Find all polynomials $P(x)$, so that $P[F(x)] = F[P(x)],P(0)=0$ where $F$ is a given function with the property $F(x)>x$ for all $x\ge0$

Question

Find all polynomials $P(x)$ so that $$P[F(x)] = F[P(x)]\text{ and } P(0)=0,$$ where $F$ is a given function with the property $F(x)>x$ for all $x≥0$.

This question is from the book Problem Solving Strategies by A. Engel.

Here is the solution Transcribed from this image

Let $F(0)=a_0>0$. Then $P(F(0))=F(P(0))\Leftrightarrow P(a_0)=a_0$. Similarly, we get $F(a_n)=a_{n+1}$, $P(a_n)=a_n$, and $a_{n+1}>a_n$. We must find all polynomials with infinitely many points on $y=x$. Then $P(x)-x$ has infinitely many zeros, i.e., $P(x)=x$.

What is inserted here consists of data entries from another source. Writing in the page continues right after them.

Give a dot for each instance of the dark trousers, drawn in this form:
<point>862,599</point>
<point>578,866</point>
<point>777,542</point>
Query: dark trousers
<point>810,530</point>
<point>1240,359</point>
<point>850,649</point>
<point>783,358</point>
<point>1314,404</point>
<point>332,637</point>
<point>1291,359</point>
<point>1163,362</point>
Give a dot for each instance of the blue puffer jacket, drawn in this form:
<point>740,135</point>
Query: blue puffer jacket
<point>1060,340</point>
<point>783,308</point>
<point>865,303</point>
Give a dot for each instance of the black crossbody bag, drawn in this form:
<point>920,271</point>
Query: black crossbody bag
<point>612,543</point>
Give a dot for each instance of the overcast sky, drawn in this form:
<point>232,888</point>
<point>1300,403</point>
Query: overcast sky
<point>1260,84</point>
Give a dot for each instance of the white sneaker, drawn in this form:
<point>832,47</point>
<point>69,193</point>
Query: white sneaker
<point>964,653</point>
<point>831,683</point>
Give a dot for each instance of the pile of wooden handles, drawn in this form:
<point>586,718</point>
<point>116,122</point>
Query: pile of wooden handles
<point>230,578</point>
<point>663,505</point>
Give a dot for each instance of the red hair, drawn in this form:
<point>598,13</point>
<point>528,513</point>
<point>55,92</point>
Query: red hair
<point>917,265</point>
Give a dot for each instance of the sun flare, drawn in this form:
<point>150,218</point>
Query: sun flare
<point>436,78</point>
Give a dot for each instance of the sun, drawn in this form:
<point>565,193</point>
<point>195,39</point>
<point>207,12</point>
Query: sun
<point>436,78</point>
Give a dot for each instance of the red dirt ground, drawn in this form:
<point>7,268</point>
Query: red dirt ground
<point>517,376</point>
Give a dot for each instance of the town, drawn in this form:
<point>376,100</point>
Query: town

Can anyone please explain the solution in detail (from second line)?

Thanks in advance.

Answer 1

$a_n$'s are defined inductively by $a_{n+1}=F(a_n)$. Note that $P(F(a_0))=F(P(a_0))$ gives $P(a_1)=F(a_0)=a_1$ since $P(a_0)=a_0$. Now I will let you use induction to prove that $P(a_n)=a_n$ for all $n$. Let $Q(x)=P(x)-x$. Then $Q(a_n)=0$ for all $n$. Also $a_{n+1}=F(a_n) >a_n$ which makes the numbers $a_n$ distinct. Hence the polynomial $Q$ has infinitely many zeros. This implies that $Q(x)=0$ for all $x$ or $P(x)=x$ for all $x$.